We agree with the State that Mr. Ar-baugh’s rehabilitation has not been without its bumps, but “[g]iven [his] serious needs, the implicit expectation that he would respond instantly to treatment ... shows a ... lack of understanding or appreciation for either trauma or adolescent psychology.” United States v. Juvenile, 347 F.3d 778, 789 (9th Cir.2003). Considering Mr. Arbaugh’s tender age and extreme victimization, we cannot, we will not, surrender any opportunity to salvage his life and to turn him into a productive member of society. See id. at 778-89 (citation omitted) (“[T]he [Trial] Court ... failed to consider [the appellant’s] own history of victimization[.]”) Indeed, as Justice Cleckley notes in his concurring opinion in State v. Head, 198 W.Va. 298, 306, 480 S.E.2d 507, 515 (1996) (Cleckley, J., concurring) (citation omitted), “I believe that the only way a circuit court can abuse his discretion on a Rule 35(b) motion is to commit a legal error, or that its ruling was marred by a fundamental defect which inherently results in a miscarriage of justice.” We can conceive of no greater miscarriage of justice than subjecting Mr. Arbaugh under the facts of this case to a term of imprisonment without affording him every opportunity to rehabilitate himself. “Compassion is still an element of the law. The quality of mercy should not be strained on the facts before us.” People v. Monday, 70 Mich.App. 518, 523, 245 N.W.2d 811, 814 (1976).

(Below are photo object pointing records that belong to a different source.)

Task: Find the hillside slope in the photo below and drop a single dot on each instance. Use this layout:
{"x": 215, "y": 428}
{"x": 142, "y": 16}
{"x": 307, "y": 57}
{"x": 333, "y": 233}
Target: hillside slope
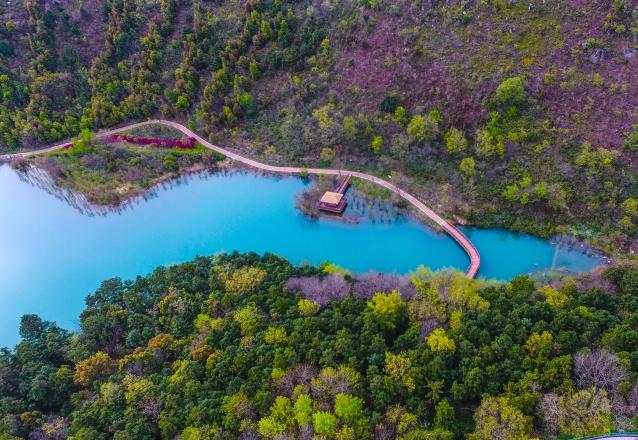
{"x": 514, "y": 114}
{"x": 249, "y": 347}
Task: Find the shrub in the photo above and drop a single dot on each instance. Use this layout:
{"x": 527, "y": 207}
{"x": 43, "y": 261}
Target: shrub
{"x": 510, "y": 92}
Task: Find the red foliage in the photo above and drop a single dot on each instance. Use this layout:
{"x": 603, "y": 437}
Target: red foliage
{"x": 156, "y": 142}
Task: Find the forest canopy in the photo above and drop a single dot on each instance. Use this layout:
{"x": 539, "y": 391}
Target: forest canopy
{"x": 247, "y": 346}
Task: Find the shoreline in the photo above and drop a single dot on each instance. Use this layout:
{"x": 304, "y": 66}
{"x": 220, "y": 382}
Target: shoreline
{"x": 79, "y": 201}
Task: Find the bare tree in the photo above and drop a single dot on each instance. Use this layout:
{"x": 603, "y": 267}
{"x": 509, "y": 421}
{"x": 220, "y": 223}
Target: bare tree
{"x": 367, "y": 285}
{"x": 321, "y": 290}
{"x": 551, "y": 411}
{"x": 599, "y": 368}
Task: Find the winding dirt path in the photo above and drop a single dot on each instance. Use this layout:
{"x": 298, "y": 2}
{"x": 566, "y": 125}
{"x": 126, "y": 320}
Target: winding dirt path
{"x": 456, "y": 234}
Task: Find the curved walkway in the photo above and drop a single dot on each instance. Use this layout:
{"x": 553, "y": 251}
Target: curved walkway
{"x": 456, "y": 234}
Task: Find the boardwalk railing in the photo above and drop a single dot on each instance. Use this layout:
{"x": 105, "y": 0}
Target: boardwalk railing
{"x": 461, "y": 239}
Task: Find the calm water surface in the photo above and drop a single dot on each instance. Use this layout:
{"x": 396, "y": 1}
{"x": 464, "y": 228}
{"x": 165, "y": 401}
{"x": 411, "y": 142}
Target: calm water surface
{"x": 52, "y": 255}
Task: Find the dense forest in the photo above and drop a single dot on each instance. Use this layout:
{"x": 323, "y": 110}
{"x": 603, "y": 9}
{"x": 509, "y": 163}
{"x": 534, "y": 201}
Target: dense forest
{"x": 247, "y": 347}
{"x": 519, "y": 114}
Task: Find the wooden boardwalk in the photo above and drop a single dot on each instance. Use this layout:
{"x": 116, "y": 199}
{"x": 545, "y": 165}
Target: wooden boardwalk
{"x": 456, "y": 234}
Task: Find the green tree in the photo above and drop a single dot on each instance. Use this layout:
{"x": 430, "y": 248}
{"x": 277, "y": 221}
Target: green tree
{"x": 455, "y": 141}
{"x": 468, "y": 166}
{"x": 438, "y": 341}
{"x": 510, "y": 92}
{"x": 498, "y": 418}
{"x": 377, "y": 144}
{"x": 423, "y": 128}
{"x": 325, "y": 423}
{"x": 248, "y": 318}
{"x": 387, "y": 309}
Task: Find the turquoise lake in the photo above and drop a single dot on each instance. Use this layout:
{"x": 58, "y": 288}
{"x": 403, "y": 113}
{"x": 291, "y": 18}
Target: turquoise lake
{"x": 52, "y": 255}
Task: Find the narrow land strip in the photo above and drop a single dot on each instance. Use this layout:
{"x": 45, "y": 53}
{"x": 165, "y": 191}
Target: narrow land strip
{"x": 461, "y": 239}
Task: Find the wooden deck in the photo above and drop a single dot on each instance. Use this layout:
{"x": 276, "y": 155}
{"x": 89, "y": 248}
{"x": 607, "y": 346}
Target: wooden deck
{"x": 456, "y": 234}
{"x": 336, "y": 208}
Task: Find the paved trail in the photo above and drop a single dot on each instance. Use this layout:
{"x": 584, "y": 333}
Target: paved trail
{"x": 462, "y": 240}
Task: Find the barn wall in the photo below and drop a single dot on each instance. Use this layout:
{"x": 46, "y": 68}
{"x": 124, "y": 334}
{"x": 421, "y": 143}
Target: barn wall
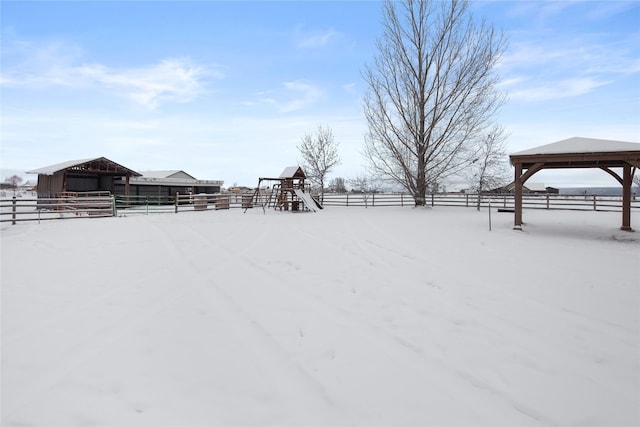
{"x": 50, "y": 185}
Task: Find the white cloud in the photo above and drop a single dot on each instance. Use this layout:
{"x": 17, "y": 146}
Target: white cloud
{"x": 539, "y": 71}
{"x": 296, "y": 95}
{"x": 519, "y": 89}
{"x": 317, "y": 39}
{"x": 60, "y": 64}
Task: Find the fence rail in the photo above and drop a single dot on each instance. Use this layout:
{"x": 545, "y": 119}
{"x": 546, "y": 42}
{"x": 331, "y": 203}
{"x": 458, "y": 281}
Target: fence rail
{"x": 38, "y": 209}
{"x": 87, "y": 205}
{"x": 505, "y": 201}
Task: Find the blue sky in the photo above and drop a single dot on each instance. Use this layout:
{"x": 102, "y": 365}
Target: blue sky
{"x": 226, "y": 90}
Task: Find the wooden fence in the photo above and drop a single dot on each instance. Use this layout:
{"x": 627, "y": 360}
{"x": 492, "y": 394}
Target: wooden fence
{"x": 504, "y": 201}
{"x": 64, "y": 207}
{"x": 92, "y": 205}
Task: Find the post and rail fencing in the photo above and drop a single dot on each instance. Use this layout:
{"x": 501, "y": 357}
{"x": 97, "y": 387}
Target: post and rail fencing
{"x": 63, "y": 206}
{"x": 103, "y": 204}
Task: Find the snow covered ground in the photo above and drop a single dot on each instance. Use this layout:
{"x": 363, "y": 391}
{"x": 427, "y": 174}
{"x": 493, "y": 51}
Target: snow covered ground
{"x": 348, "y": 316}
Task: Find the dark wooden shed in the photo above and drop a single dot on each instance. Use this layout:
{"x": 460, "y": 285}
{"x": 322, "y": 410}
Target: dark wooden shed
{"x": 98, "y": 174}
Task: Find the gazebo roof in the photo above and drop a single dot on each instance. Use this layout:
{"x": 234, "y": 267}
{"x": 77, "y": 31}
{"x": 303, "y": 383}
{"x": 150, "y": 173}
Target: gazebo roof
{"x": 581, "y": 145}
{"x": 580, "y": 152}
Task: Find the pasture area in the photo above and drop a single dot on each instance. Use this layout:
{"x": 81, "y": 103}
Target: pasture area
{"x": 347, "y": 316}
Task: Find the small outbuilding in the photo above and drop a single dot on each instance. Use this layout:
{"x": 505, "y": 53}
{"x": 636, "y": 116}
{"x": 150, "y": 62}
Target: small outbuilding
{"x": 166, "y": 184}
{"x": 579, "y": 152}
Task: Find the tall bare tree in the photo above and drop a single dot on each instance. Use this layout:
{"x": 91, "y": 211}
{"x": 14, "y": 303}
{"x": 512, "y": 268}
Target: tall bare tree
{"x": 432, "y": 92}
{"x": 490, "y": 169}
{"x": 319, "y": 155}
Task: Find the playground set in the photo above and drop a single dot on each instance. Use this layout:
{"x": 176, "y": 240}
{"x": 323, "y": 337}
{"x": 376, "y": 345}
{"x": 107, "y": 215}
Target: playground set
{"x": 289, "y": 191}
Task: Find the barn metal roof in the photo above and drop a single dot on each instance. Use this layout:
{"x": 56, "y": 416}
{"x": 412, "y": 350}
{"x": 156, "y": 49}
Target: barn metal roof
{"x": 167, "y": 174}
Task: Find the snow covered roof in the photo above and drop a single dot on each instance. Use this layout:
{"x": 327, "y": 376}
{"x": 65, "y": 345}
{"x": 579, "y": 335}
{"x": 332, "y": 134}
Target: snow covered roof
{"x": 92, "y": 164}
{"x": 580, "y": 145}
{"x": 167, "y": 174}
{"x": 50, "y": 170}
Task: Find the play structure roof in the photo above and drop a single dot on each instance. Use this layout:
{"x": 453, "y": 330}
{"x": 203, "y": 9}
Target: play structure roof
{"x": 293, "y": 172}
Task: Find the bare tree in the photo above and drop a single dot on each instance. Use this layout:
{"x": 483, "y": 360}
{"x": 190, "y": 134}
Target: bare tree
{"x": 319, "y": 155}
{"x": 431, "y": 92}
{"x": 490, "y": 169}
{"x": 14, "y": 181}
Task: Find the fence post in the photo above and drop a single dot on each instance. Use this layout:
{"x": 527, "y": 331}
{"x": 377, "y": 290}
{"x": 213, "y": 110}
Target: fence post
{"x": 13, "y": 210}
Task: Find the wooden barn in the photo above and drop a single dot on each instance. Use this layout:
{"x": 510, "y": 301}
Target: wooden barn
{"x": 98, "y": 174}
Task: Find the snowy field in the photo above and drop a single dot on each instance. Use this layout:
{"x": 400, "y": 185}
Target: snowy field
{"x": 348, "y": 316}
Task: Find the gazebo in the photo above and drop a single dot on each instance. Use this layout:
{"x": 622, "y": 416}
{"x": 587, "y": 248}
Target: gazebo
{"x": 579, "y": 152}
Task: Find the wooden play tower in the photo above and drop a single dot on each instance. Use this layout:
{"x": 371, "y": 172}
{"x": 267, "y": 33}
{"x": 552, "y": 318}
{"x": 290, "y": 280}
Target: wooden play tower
{"x": 289, "y": 192}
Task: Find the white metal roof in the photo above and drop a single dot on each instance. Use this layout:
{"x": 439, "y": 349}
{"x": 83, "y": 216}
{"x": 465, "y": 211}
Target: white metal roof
{"x": 167, "y": 174}
{"x": 581, "y": 145}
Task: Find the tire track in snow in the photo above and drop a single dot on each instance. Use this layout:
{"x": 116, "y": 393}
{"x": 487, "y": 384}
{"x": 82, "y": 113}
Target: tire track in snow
{"x": 275, "y": 363}
{"x": 534, "y": 354}
{"x": 372, "y": 335}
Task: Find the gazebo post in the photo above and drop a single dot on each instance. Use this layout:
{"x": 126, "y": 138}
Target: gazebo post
{"x": 517, "y": 223}
{"x": 626, "y": 197}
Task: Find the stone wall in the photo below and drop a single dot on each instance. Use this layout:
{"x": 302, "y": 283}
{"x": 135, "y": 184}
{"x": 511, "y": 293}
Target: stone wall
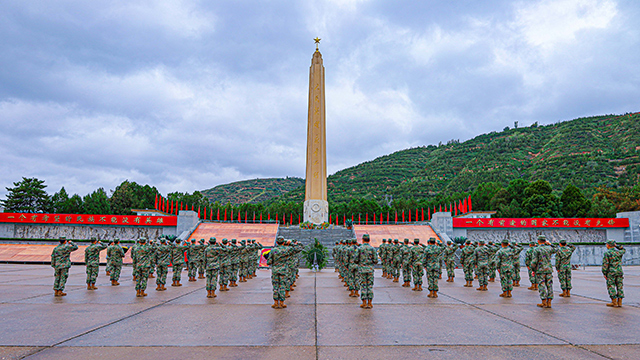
{"x": 87, "y": 232}
{"x": 526, "y": 235}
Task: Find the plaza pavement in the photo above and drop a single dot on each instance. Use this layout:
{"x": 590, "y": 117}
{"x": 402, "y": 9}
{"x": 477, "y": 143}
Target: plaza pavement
{"x": 321, "y": 321}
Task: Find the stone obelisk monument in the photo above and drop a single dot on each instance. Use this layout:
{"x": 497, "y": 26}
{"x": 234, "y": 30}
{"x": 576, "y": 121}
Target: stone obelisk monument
{"x": 316, "y": 207}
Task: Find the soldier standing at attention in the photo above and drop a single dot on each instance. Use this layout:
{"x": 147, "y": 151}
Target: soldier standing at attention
{"x": 405, "y": 251}
{"x": 163, "y": 255}
{"x": 482, "y": 255}
{"x": 492, "y": 265}
{"x": 61, "y": 262}
{"x": 366, "y": 258}
{"x": 417, "y": 264}
{"x": 563, "y": 266}
{"x": 212, "y": 262}
{"x": 177, "y": 261}
{"x": 144, "y": 254}
{"x": 527, "y": 261}
{"x": 396, "y": 260}
{"x": 504, "y": 263}
{"x": 466, "y": 258}
{"x": 115, "y": 253}
{"x": 517, "y": 249}
{"x": 612, "y": 272}
{"x": 192, "y": 260}
{"x": 92, "y": 261}
{"x": 432, "y": 265}
{"x": 541, "y": 266}
{"x": 278, "y": 258}
{"x": 200, "y": 260}
{"x": 381, "y": 250}
{"x": 449, "y": 260}
{"x": 225, "y": 264}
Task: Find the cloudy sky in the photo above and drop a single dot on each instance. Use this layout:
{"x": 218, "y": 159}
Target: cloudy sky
{"x": 186, "y": 95}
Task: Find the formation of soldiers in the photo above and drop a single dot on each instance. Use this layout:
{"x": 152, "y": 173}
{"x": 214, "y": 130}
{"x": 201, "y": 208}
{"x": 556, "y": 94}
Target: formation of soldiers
{"x": 225, "y": 263}
{"x": 229, "y": 262}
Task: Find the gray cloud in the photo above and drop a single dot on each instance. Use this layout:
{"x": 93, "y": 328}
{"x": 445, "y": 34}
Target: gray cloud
{"x": 188, "y": 95}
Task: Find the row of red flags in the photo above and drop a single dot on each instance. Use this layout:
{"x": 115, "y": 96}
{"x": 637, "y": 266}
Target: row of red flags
{"x": 462, "y": 207}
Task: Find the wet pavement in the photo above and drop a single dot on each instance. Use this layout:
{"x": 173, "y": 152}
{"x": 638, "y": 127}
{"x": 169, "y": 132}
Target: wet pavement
{"x": 321, "y": 321}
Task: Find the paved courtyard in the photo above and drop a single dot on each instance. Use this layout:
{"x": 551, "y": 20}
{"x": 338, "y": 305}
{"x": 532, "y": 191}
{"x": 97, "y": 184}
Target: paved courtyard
{"x": 321, "y": 322}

Given that Mr. Arbaugh’s motion for probation was supported by a rehabilitation plan which has won national acclaim, we must conclude that the circuit court abused its discretion in not granting Mr. Arbaugh probation to follow this program. However, we also wish to note that given the circuit court’s obvious concern with Mr. Arbaugh’s marijuana use, that the YSS plan should be amended to specifically include a substance abuse counseling plan as well as a sexual offender counseling plan. Thus, we direct the circuit court to grant Mr. Arbaugh probation to follow the YSS rehabilitation plan. We further direct that the YSS plan should include specific provisions that Mr. Arbaugh undergo both sexual offender counseling and drug and alcohol abuse counseling.

IV.

CONCLUSION

The judgment of the Circuit Court of Pen-dleton County is reversed and remanded with directions.

Reversed and remanded with directions.

. We note that at least during some of the time that Mr. Arbaugh was abusing his brother, the two of them were supposed to be in the custody of the Department of Health and Human Resources, but that the Department did not know where the two children were located.

. While Mr. Arbaugh was 15 when the petition was filed, the petition covered conduct of Mr. Arbaugh from when he turned 14.

. Rule 35(b) provides in pertinent part that “[cjhanging a sentence from a sentence of incarceration to a grant of probation shall constitute a permissible reduction of sentence under this subdivision.”

. We recognize that Mr. Arbaugh has raised several other issues in his brief. However, we find these other issues "are meritless, were not preserved at trial or are not properly briefed in this Court. Thus, we decline to address them.” State v. Varner, 212 W.Va. 532, 536 n. 4, 575 S.E.2d 142, 146 n. 4 (2002) (per curiam).

. We also note that the State asserts in a footnote in its brief that Mr. Arbaugh waived the denial of his Rule 35(b) by failing to raise it in his petition for appeal. However, the State cites us no authority or even argument for this position; thus, we decline to address it. See, e.g., State v. LaRock, 196 W.Va. 294, 302, 470 S.E.2d 613, 621 (1996) ("Although we liberally construe briefs in determining issues presented for review, issues which are not raised, and those mentioned only in passing but are not supported with pertinent authority, are not considered on appeal.”).